GrafanaGhost operated through trusted back-end enrichment processes with system-level privileges — not through a user session. Grafana has RBAC on user-facing data access, and the attack never triggered it. The primary failures were untrusted input (URL parameters stored in event logs) processed without validation, and the back-end process having functional scope (rendering, outbound communication) it was never designed to use. Data access controls address the other five vulnerabilities. They do not address GrafanaGhost’s failure pattern.

Model-level guardrails are configuration settings inside the system being attacked. Noma Security’s researchers defeated Grafana’s guardrails with a single keyword. Salesforce’s CSP was bypassed with a five-dollar domain. Every major LLM has been jailbroken in controlled research. Guardrails supplement real controls — input validation, per-operation access enforcement, and process containment — but they substitute for none of them.

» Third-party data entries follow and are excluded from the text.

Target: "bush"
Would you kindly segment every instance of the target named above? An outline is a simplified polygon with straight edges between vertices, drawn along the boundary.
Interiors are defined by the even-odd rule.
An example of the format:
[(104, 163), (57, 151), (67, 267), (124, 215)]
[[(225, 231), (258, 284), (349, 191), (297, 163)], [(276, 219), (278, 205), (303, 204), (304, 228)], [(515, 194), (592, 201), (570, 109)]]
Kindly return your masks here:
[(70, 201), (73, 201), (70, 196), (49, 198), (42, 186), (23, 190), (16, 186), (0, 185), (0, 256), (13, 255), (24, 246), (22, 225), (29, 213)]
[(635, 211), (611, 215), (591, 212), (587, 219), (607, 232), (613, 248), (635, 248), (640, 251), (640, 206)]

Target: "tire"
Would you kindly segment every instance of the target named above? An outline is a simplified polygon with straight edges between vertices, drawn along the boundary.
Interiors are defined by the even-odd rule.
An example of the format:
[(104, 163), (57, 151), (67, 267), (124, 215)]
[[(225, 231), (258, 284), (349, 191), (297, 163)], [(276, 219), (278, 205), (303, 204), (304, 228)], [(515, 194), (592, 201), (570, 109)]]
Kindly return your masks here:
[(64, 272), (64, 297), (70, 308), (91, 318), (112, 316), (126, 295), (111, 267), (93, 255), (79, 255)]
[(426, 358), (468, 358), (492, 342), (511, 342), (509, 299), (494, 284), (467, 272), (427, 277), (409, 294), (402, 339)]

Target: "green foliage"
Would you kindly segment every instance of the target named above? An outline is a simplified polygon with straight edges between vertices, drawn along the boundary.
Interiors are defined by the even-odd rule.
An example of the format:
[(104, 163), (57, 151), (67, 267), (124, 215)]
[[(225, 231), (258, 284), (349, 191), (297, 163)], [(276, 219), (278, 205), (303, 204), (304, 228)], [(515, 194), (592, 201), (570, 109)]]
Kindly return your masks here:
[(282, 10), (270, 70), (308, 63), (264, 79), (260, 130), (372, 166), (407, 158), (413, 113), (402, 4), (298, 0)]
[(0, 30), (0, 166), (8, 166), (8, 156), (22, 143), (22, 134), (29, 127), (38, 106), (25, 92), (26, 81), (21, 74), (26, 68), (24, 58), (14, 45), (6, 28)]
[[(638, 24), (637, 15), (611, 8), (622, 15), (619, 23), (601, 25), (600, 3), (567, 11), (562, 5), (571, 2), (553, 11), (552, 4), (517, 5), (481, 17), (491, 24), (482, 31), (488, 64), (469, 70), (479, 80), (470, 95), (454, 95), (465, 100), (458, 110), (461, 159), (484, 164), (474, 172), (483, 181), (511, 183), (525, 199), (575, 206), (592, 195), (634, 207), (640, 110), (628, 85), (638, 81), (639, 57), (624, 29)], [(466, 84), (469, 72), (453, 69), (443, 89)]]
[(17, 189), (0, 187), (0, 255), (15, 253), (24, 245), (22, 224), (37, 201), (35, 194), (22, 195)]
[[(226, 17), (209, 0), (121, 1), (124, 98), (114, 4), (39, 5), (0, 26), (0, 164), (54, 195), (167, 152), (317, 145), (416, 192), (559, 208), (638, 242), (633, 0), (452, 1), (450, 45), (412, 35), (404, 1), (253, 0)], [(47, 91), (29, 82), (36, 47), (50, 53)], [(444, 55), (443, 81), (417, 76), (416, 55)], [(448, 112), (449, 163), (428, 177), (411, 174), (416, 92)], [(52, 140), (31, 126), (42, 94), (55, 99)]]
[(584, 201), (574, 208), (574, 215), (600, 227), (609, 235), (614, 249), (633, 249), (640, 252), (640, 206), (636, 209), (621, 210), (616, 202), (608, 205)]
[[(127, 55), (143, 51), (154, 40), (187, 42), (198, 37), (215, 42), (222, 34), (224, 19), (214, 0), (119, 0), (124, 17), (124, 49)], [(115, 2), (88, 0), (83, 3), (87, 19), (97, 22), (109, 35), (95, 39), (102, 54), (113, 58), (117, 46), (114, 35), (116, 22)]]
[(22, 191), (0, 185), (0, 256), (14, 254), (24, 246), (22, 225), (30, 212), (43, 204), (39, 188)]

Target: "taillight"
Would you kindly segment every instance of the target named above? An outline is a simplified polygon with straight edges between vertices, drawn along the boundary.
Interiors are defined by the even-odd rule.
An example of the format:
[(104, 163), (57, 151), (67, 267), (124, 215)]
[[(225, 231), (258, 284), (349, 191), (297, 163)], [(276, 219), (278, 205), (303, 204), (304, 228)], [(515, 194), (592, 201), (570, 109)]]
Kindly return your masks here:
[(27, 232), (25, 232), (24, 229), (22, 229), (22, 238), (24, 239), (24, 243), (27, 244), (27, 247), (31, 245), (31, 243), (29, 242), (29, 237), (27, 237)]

Standard RBAC evaluates access at the session or connection level — once authenticated, the AI accesses everything within scope. Per-operation access control evaluates each individual data request against policy: who is requesting, what data, for what purpose, under what policy. This is the difference between “Copilot can access SharePoint” and “this specific retrieval, right now, is authorized for this data category.” The Kiteworks 2026 Forecast Report found a 15–20 point gap between governance and containment controls — per-operation enforcement is the containment control most organizations lack.

Start with a comprehensive AI integration inventory — every tool with AI features that processes data from external sources or operates on behalf of users. Then assess each integration against all three patterns: Does external data reach the AI without validation (pattern one)? Does the AI have broad session-level access without per-operation enforcement (pattern two)? Do back-end AI processes have functional capabilities beyond their intended scope (pattern three)? The Agents of Chaos study from February 2026 documented both pattern-two and pattern-three failures in live environments. Red-team for all three.